Severe long‐lasting drought accelerated carbon depletion in the Mongolian Plateau.

Abstract

Here we used a well-evaluated process-based ecosystem model, Dynamic Land Ecosystem Model (DLEM), to simulate the spatial and temporal changes of net ecosystem productivity (NEP) in response to climate variability and extremes in the Mongolian Plateau from 1980 to 2010, at a spatial resolution of a quarter degree.
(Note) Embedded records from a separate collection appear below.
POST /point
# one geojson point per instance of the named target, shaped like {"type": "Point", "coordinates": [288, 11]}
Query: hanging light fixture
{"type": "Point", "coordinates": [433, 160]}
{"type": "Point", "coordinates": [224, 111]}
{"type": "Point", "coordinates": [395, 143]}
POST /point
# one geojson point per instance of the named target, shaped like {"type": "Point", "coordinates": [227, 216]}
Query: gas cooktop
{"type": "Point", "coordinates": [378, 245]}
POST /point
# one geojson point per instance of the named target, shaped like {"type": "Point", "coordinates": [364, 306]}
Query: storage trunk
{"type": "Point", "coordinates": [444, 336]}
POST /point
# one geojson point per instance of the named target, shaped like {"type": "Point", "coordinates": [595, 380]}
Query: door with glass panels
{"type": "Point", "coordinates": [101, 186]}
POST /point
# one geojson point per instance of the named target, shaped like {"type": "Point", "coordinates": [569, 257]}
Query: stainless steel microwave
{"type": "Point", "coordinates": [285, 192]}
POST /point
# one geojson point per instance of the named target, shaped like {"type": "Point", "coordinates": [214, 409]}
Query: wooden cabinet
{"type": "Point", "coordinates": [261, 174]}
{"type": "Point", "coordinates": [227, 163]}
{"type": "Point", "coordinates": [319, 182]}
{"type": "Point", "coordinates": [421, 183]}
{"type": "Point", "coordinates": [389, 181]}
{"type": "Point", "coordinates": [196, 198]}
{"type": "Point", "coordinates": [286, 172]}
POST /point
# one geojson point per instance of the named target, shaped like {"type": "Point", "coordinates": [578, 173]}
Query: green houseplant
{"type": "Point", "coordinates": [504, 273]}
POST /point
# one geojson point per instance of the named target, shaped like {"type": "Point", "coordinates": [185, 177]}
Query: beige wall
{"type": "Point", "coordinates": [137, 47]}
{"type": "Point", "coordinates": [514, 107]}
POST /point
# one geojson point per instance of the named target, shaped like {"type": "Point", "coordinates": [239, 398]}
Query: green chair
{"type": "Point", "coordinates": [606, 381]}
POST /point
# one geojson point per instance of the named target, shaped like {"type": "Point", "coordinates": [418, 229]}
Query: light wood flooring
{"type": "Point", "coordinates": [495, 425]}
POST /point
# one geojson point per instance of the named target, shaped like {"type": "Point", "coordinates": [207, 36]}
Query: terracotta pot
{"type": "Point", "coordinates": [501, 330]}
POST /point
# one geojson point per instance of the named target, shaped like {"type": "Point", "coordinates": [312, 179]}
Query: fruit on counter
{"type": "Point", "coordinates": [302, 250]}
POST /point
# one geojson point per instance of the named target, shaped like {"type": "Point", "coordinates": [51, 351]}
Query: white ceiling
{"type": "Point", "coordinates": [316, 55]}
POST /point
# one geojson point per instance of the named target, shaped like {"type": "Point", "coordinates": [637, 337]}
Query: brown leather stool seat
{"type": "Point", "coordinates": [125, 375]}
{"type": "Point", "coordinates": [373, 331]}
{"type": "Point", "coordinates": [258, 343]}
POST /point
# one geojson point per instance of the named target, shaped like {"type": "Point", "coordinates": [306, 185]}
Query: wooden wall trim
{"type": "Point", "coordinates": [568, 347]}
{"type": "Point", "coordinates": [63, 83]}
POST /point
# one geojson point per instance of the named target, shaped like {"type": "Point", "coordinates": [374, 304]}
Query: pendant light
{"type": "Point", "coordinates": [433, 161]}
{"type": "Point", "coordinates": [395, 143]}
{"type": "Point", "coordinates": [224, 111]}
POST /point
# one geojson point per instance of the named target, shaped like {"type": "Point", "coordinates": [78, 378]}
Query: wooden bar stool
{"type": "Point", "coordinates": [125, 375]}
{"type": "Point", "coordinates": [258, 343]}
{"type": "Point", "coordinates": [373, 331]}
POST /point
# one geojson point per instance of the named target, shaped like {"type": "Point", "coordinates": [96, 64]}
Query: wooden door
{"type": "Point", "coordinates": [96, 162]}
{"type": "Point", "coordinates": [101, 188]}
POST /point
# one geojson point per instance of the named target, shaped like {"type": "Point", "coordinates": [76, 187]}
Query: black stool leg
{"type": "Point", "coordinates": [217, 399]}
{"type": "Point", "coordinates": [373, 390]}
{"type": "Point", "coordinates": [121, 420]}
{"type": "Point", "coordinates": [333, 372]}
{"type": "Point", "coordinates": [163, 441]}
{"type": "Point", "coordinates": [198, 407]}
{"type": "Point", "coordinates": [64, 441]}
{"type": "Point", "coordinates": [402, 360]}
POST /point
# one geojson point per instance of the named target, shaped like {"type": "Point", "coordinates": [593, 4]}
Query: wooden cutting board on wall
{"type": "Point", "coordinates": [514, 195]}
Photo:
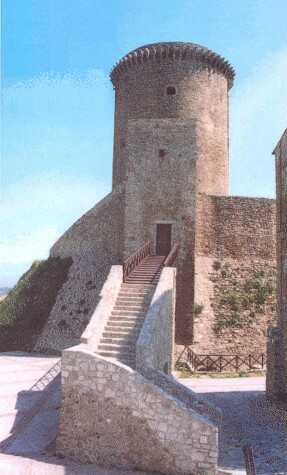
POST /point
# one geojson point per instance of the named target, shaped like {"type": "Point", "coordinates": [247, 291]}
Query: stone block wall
{"type": "Point", "coordinates": [235, 274]}
{"type": "Point", "coordinates": [276, 382]}
{"type": "Point", "coordinates": [94, 243]}
{"type": "Point", "coordinates": [155, 345]}
{"type": "Point", "coordinates": [107, 299]}
{"type": "Point", "coordinates": [113, 416]}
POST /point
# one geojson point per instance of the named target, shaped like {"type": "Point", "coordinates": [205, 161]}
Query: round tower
{"type": "Point", "coordinates": [170, 143]}
{"type": "Point", "coordinates": [176, 81]}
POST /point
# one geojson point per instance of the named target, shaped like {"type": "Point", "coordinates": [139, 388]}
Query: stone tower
{"type": "Point", "coordinates": [170, 143]}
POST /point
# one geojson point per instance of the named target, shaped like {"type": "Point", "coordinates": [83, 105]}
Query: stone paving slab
{"type": "Point", "coordinates": [248, 417]}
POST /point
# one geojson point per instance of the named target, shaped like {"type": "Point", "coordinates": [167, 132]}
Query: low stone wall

The simulation period covers covering a drought period that spans from 2000 to 2009. In this study, we used time-series gridded data at a spatial resolution of quarter degree (about 30km at the equator) to describe key environmental changes in climate (warming and climate variability), land use, and atmospheric CO2 concentration, and nitrogen deposition in the Mongolian Plateau during 1901 to 2010. All the input data have been resampled to a quarter degree (about 30 km × 30 km at the equator) and used to drive the DLEM model. After obtaining initial status, we set up two simulation experiments for the transient run: In experiment I (Climate), only climate drivers were allowed to change over time while other drivers were kept constant at the level of 1900; In experiment II (Climate plus Others), all the environmental drivers (including climate, land use, CO2 concentration, and nitrogen deposition) were turned on, by which we examine how climate and other input drivers together affected the direction and magnitude of C fluxes in the study region. Results from experiment II can be viewed as our "best estimate" of C dynamics in the Mongolian Plateau.